Algumas dessas coisas mesmo gritando bem forte, só eram audíveis no meu mundo quando ditas bem dentro dos meus olhos. E assim eu entendia sem exitar que soltar o que não se prende à mim, é a maior troca que posso ter com a vida.

E após isso esse é o tipo de momento em que o mundo volta a ser só eu

Com todos esses pequenos rituais, sempre libertei coisas e pessoas com um sorriso no rosto, do tipo: voe. E com uma força sincera e encorajadora, deixo com muita vida aquilo que encontro quase sempre morto e vazio, apto e pronto pra se recarregar dos pedaços sentimentais mais palpáveis e bonitos, dos que eu dou e nunca mais vejo por aí.

Essa vida que na realidade sai de mim parece às vezes nunca mais voltar e compreendo que o inverno vem vindo, trazendo consigo um vazio sem fim na expectativa de recomeçar. Outra vez, recomeçar. E como de costume, mais uma vez só. E me obrigando à rapidamente estar pronto pra outra. Quase um suicida ambulante ao passar dos anos. Eu me machuquei muito.

A única memória inerente que eu carrego desde a infância, é a de que eu sempre iria encontrar alguém que não estivesse fazendo nada além de me esperar. E esses encontros sempre me moveram para frente, como uma necessidade de ser eu em outra pessoa e não apenas do lado de dentro. Uma doação energética que movia todo um fluxo dentro de mim… me renovava ou me esgotava no mais bruto cenário. Assim fui crescendo.

A poesia desse tipo de vida transpassa como um vento que não podemos segurar… e todas as tentativas de prender o que escorre pelas mãos é sempre inútil e desgasta profundamente qualquer equilíbrio vivo.

A bem da verdade, percebi talvez tarde demais que grandes pedaços sempre foram levados embora nessas despedidas… e isso de encontrar alguém que nos espera, nem sempre aconteceu nos últimos anos. E ser só significa sempre não ter mais ninguém.

Para um mundo de aparências felizes e risadas bonitas, parece quase não haver lugar pra solidão existir… mas dessas e outras coisas, ninguém fala. E talvez eu também não fale, exatamente por não conseguir entender como toda essa vida que eu carrego, ao existir só aqui dentro (nos invernos) me faz parar e precisar respirar bem fundo – muitas vezes.

Deixar de dar vazão ao sentimento, arrastar pra dentro (mais uma vez) o que era quase pássaro livre pra voar bem alto, é de um peso que não consigo mais carregar. Este inverno, diferente dos outros, me fez aceitar a solidão e não apenas me preparar pro breve dia em que ela deixaria de existir, mas sim, viver. Viver mesmo que sozinho, como fiz em muitos momentos marcantes da minha vida, mesmo bem jovem. Alguma coisa me dava muita coragem.
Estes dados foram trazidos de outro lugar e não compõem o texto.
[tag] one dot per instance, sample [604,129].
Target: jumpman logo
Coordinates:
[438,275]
Este foi o momento em que tudo mudou e foi o bastante pra eu voltar a me perder, como quando muito jovem eu só conseguia visualizar os dois extremos: mergulhar profundo e me perder nas profundezas de quem eu sou ou voar e ser carregado pela liberdade que não me da a escolha das direções.

Foi preciso pensar muito e abrir mão de tudo o que eu persistia em insistir. Nesse trajeto, muitas outras coisas ficaram pra trás… não havia nenhum resquício próximo para me alimentar energeticamente por mais um breve tempo e assim ir seguindo. Era agora só o lado de dentro, me maltratando como um turbilhão eufórico e agressivo, que deixou marcas profundas.

Essas marcas eram tudo o que restara. Cutuca-las era como ferir um machucado muito sensível… e pra superar essas fortes dores, precisei de muitas noites. Nessas noites o mundo parecia ter um peso grande demais pra resistir. Lutar contra a maré foi se tornando algo insustentável até que… parei. Parei mesmo.

Abri a janela com muita calma, olhei pra bem longe e enquanto eu cutucava dentro de mim àquelas feridas sensíveis, fui descobrindo um novo momento na minha vida em que eu superaria qualquer forte dor, tudo isso por me deixar levar pelas surpresas que vi no horizonte daquela janela. Fui indo… navegando a minha própria vida pra só então me descobrir.

Após esse momento foi preciso digerir tudo isso que era muito e que quase me empurrou à continuar sendo esse peixe que absorve como uma esponja e que se perde de tanto acumular tudo isso bem em cima dos ombros.

Recomecei (após achar que faltaria força para repetir um recomeço)

Ainda não sei o que ficou, agora que tudo se foi. Mais uma vez eu continuo sozinho, mas tudo ficou muito diferente. Deixei de me importar e quase que nas cinzas, notei a vida que vinha à renascer. Respirei com muita calma nesse dia. Eu nunca mais fui o mesmo.